Para petani berbondong-bondong melakukan alih profesi menjadi buruh di pabrik. Para pekerja berupaya keras untuk melakukan ‘panjat sosial’ ke atas dan mendapatkan posisi sosial yang lebih baik. Penduduk desa juga beramai-ramai pindah ke kawasan perkotaan untuk mencari penghidupan yang lebih baik.

 

MIGRASI DAN PROSTITUSI

Migrasi sebagai salah satu bentuk mobilitas sosial lateral mempunyai resiko pada seksualitas. Hal ini didasarkan pada asumsi bahwa semua mobilitas mempunyai satu hal yang umum, yaitu memungkinkan terjadinya causal sex

Di daerah tempat bekerja, pekerja migran laki-laki hidup sebagai bujangan dan sering berhubungan seks dengan perempuan lokal, seperti di tempat hiburan atau lokalisasi prostitusi.

Fenomena  prostitusi dapat dikaitkan dengan mobilitas penduduk. Banyak dari pengunjung tempat-tempat pelacuran adalah penduduk yang tingkat mobilitas yang tinggi, seperti supir truk antarprovinsi, anak buah kapal (ABK), nelayan, dan wisatawan.

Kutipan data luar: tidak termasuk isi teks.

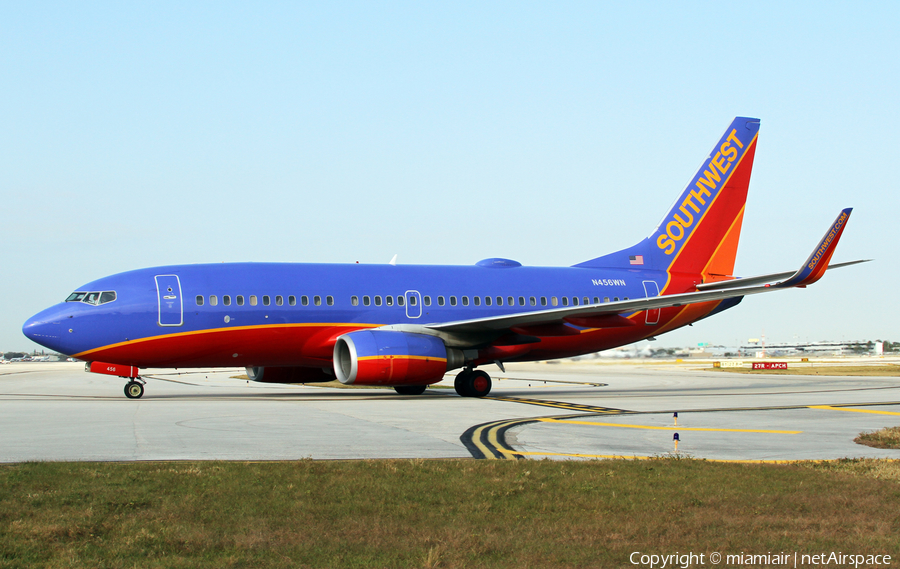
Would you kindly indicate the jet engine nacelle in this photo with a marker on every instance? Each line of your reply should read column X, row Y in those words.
column 383, row 357
column 289, row 374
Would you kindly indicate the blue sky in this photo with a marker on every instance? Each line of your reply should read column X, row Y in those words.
column 147, row 134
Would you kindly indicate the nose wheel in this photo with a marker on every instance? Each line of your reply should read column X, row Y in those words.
column 472, row 383
column 134, row 389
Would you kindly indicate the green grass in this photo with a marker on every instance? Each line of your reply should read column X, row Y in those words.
column 888, row 437
column 441, row 513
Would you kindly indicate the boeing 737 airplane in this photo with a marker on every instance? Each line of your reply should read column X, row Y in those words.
column 406, row 326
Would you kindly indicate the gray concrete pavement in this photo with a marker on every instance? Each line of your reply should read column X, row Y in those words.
column 56, row 411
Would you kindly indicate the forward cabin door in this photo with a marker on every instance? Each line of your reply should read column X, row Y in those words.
column 171, row 307
column 413, row 304
column 651, row 289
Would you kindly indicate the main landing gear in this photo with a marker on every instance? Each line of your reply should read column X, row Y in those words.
column 472, row 383
column 134, row 388
column 410, row 389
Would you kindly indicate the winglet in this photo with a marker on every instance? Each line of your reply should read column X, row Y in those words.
column 817, row 264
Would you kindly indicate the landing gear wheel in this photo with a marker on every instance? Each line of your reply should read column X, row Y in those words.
column 460, row 383
column 133, row 390
column 473, row 384
column 410, row 389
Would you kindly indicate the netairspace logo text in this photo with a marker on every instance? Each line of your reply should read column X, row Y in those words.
column 795, row 559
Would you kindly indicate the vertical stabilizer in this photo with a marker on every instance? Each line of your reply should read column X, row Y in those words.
column 700, row 233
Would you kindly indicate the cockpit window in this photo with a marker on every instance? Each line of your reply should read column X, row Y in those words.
column 94, row 298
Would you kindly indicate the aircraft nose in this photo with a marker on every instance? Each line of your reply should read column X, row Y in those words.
column 45, row 328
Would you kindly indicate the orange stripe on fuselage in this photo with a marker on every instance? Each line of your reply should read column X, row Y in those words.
column 281, row 344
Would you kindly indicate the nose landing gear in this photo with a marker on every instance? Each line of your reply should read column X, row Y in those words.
column 472, row 383
column 134, row 389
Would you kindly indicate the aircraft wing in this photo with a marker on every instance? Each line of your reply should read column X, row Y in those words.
column 609, row 314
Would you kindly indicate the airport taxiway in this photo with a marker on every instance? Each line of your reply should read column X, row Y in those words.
column 587, row 409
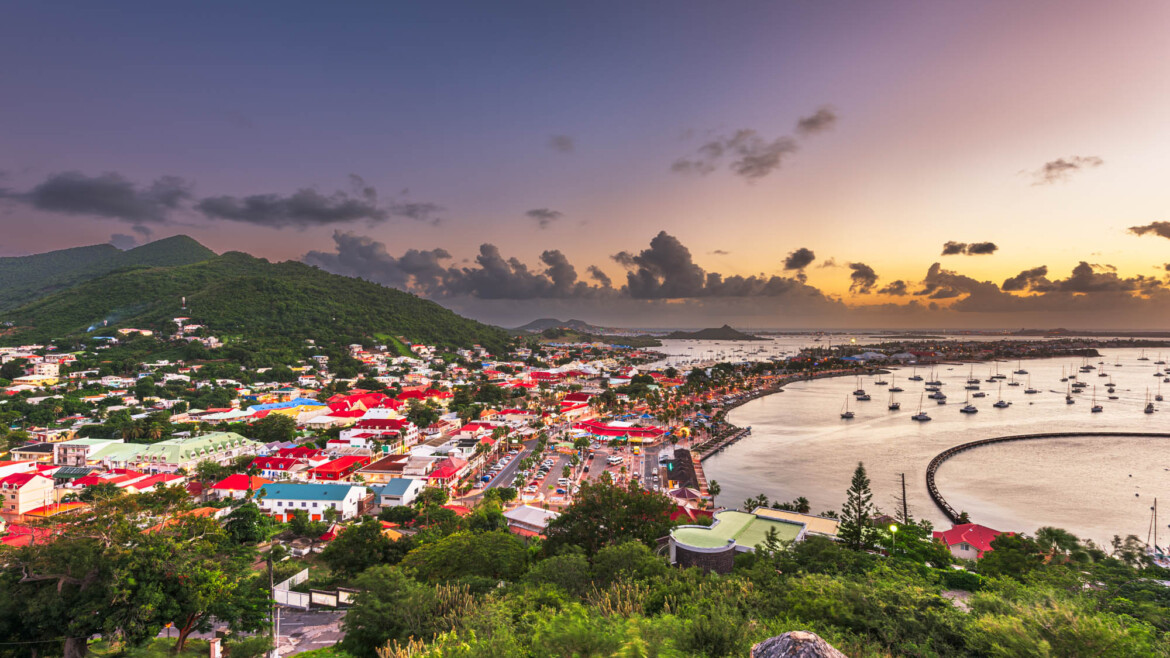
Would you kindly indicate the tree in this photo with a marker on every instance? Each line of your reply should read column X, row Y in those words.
column 855, row 530
column 605, row 513
column 358, row 548
column 247, row 523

Banyak kondisi yang memberikan kesempatan pada terjadinya seks bebas di kalangan migran. Kehidupan di daerah tujuan yang jauh dari daerah asal migran menjadikan migran seperti lepas dari lingkungan primordial mereka. Kehidupan baru dengan lingkungan sosial yang berbeda dengan daerah asal menjadikan migran kehilangan kontrol sosial.

Motivasi ekonomi yang lebih mendominasi kehidupan para migran menyebabkan mereka kurang peduli dengan lingkungan sosialnya. Di daerah asal migran, ada batasan kultural dalam hal seksualitas. Migrasi telah membuka batasan tersebut kepada situasi yang lebih bebas.

Kehidupan sosial migran yang jauh dari lingkungan sosial primordialnya, selain mengakibatkan perubahan perilaku dan tradisi baru, juga mengakibatkan timbulnya tekanan-tekanan sosial tertentu, baik tekanan fisik maupun psikis. Perlakuan kasar yang dialami oleh migran sebagai akibat dari perlakuan kasar di tempat kerja seperti yang dialami oleh TKW di luar negeri.

Mereka juga mengalami tekanan psikologis seperti harus beradaptasi dengan lingkungan yang  baru. Proses penyesuaian dengan lingkungan yang baru tersebut tidak berlangsung dalam waktu yang singkat. Hal ini kemudian menimbulkan sebuah kondisi hubungan yang interpersonal.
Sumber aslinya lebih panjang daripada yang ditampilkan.